Q: Scripture records how commonplace it was for miraculous healings to take place throughout the apostles’ ministries … even when the shadow of an apostle’s cloak passed over someone. Why is it only very rare to hear of physical healings in the Church today? Why has God greatly limited the graces given to priests for physically healing those they minister to? It’s sad. -C.L.
Answered by Fr. Edward McIlmail, LC
A: I can understand your sadness at not hearing of more miracles nowadays. One of the great mysteries of life is why God allows so much suffering in this world, including among the innocent.
Your question touches on a number of important points, so let’s take them one by one.
True, the New Testament records that Jesus performed a lot of miracles, either directly or through his apostles. Miracles helped to give credibility to Jesus’ message and helped to demonstrate that he was indeed the Son of God. Miracles also gave credibility to the apostles’ preaching.

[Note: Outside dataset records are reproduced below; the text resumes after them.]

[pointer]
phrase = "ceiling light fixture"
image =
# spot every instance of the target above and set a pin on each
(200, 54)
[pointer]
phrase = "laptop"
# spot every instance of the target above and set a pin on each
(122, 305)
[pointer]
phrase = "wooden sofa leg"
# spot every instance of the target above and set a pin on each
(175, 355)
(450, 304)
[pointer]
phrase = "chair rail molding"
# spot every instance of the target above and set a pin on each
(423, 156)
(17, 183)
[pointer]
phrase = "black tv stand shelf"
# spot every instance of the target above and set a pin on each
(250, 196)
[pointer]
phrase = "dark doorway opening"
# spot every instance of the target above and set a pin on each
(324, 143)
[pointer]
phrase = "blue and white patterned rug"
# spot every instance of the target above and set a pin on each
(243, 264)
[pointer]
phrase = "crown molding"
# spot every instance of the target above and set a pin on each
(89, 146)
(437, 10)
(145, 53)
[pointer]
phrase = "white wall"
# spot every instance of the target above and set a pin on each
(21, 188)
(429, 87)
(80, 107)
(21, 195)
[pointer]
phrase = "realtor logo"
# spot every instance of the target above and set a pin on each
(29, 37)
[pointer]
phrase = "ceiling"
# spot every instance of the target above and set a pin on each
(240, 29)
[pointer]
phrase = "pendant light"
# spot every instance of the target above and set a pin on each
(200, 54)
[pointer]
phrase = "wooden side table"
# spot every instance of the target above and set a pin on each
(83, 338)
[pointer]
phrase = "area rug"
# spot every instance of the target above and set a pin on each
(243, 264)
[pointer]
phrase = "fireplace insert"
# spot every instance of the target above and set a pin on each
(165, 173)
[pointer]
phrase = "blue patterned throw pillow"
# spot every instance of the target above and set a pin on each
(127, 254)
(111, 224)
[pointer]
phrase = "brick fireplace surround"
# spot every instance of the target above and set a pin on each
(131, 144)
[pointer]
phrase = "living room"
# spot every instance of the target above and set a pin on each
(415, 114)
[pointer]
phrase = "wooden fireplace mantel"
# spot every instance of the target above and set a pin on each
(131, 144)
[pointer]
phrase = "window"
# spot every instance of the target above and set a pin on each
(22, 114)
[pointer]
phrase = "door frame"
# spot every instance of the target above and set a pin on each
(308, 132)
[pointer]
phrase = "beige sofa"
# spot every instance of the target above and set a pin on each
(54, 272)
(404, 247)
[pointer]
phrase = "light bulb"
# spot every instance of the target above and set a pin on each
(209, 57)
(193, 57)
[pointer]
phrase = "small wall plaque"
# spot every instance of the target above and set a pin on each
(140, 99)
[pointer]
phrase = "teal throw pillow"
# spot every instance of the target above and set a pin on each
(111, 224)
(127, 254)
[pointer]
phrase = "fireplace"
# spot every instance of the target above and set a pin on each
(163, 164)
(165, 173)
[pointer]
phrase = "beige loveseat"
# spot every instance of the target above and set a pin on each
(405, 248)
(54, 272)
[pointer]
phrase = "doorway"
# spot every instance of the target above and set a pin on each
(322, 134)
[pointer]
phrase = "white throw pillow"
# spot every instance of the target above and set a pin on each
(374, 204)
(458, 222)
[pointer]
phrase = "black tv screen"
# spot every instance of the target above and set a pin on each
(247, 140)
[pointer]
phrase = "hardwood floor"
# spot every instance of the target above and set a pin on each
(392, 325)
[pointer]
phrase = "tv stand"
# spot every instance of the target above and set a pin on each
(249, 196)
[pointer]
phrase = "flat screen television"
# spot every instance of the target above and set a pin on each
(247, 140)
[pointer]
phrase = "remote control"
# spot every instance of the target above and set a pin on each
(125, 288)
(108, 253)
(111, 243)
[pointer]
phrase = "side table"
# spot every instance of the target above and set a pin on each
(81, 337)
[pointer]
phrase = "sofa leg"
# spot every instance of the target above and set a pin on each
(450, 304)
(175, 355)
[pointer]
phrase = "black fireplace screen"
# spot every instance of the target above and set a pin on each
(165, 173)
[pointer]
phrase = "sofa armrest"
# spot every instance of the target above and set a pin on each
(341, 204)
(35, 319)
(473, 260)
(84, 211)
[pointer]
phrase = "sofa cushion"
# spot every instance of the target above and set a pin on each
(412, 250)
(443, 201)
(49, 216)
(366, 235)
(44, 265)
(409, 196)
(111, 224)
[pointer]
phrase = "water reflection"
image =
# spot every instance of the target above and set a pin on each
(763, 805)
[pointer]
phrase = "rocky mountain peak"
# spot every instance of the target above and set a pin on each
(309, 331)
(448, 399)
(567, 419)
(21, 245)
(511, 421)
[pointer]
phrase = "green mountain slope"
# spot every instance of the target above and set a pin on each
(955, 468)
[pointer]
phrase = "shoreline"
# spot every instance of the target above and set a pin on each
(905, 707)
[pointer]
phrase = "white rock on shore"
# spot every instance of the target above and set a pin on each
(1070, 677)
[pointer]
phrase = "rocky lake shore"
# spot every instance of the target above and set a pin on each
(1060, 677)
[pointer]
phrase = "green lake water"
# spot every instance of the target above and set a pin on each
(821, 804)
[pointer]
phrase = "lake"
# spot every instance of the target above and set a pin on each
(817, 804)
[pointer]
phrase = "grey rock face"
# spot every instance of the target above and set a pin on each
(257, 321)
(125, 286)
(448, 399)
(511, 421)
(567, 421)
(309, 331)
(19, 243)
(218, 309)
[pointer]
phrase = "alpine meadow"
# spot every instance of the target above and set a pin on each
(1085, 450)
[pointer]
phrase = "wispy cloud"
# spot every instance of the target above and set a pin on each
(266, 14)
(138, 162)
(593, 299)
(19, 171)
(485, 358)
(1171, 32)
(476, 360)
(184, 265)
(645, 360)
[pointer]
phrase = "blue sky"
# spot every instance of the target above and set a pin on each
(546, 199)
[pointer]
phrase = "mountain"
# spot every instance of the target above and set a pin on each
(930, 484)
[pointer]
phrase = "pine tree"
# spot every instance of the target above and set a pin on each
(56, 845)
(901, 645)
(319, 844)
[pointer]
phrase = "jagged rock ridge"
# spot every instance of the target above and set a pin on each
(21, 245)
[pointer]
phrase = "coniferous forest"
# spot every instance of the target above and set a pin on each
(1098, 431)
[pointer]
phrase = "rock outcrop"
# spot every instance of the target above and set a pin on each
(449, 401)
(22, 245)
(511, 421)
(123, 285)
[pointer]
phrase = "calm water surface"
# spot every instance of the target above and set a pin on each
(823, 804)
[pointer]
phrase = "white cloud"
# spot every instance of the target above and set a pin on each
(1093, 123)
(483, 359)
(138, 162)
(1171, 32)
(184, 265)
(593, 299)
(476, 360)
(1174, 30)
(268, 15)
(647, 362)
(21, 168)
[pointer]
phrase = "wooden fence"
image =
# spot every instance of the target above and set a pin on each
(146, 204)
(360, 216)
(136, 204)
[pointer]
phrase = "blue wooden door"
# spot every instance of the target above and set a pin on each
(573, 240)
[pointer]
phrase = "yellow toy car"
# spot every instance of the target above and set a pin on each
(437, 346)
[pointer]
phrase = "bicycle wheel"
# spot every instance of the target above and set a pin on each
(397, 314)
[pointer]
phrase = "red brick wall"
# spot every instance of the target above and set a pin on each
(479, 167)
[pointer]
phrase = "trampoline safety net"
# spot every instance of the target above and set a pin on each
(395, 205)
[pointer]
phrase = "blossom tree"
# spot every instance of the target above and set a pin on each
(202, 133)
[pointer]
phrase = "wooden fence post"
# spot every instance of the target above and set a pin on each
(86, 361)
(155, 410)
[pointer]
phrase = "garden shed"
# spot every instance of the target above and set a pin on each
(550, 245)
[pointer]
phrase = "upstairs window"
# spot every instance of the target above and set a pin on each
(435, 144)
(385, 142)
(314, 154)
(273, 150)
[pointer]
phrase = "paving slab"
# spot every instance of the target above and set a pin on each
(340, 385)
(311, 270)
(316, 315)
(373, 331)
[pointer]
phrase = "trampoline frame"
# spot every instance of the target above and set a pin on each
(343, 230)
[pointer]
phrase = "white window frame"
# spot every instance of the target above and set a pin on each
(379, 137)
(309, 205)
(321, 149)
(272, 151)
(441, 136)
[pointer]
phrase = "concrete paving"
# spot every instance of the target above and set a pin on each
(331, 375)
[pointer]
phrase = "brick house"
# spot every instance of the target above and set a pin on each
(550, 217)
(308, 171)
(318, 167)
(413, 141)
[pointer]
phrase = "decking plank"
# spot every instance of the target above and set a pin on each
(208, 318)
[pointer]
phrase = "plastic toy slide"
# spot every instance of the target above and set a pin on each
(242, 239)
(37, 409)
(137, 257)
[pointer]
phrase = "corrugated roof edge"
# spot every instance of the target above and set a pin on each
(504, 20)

Yet miracles were not the end-all of Jesus’ mission. In fact, he tended to give more priority to his preaching than to his miracles. “Let us go on to the nearby villages that I may preach there also. For this purpose have I come” (Mark 1:38).
Presumably, Jesus could have spent all his time performing miraculous cures. But he didn’t. It is not that he was indifferent to people’s physical suffering. Rather, he was more interested in healing their souls, in bringing them to repentance.
Still, miracles seemed to have a more prominent place in the early Church. As time went on, it seemed that God relied on more-normal signs of his grace to accompany his Church. These included the numerous works of charity done by and within Christian communities and the witness of Christian marriages and families.
Of course, miracles are not a thing of the past. There are still miracles today. The Church canonizes saints, in part, on the basis of miracles done in their name. This does not imply that there are not other miracles in the world. Many of us have heard of seemingly miraculous cures, such as among cancer patients who enjoy an inexplicable recovery. True, the Church might never verify officially that these cures are miracles. Yet, our intellects can draw faith-filled conclusions when presented with powerful evidence.
It is good to remember that the best cures are spiritual. “Miracles” of grace can bring people back to the sacrament of confession after a lapse of decades. That kind of healing has consequences that can last longer than any physical cure. (For further reading, you might consider the “Amazing Grace” books series published by Ascension Press. The books compile real-life experiences of normal people in today’s world who had remarkable, “miraculous” encounters with God’s grace.)
In answer to your last observation, I’d say that God has already given priests the gift of being able to bring the best healing to souls, through the sacraments. God has been known to give special powers of healing to some priests and laypeople. In any case, the Almighty is not indifferent to our suffering. Often he wants us to simply embrace it and offer it back to him for the sake of souls and for his glory. I hope this helps. Rest assured of my prayers.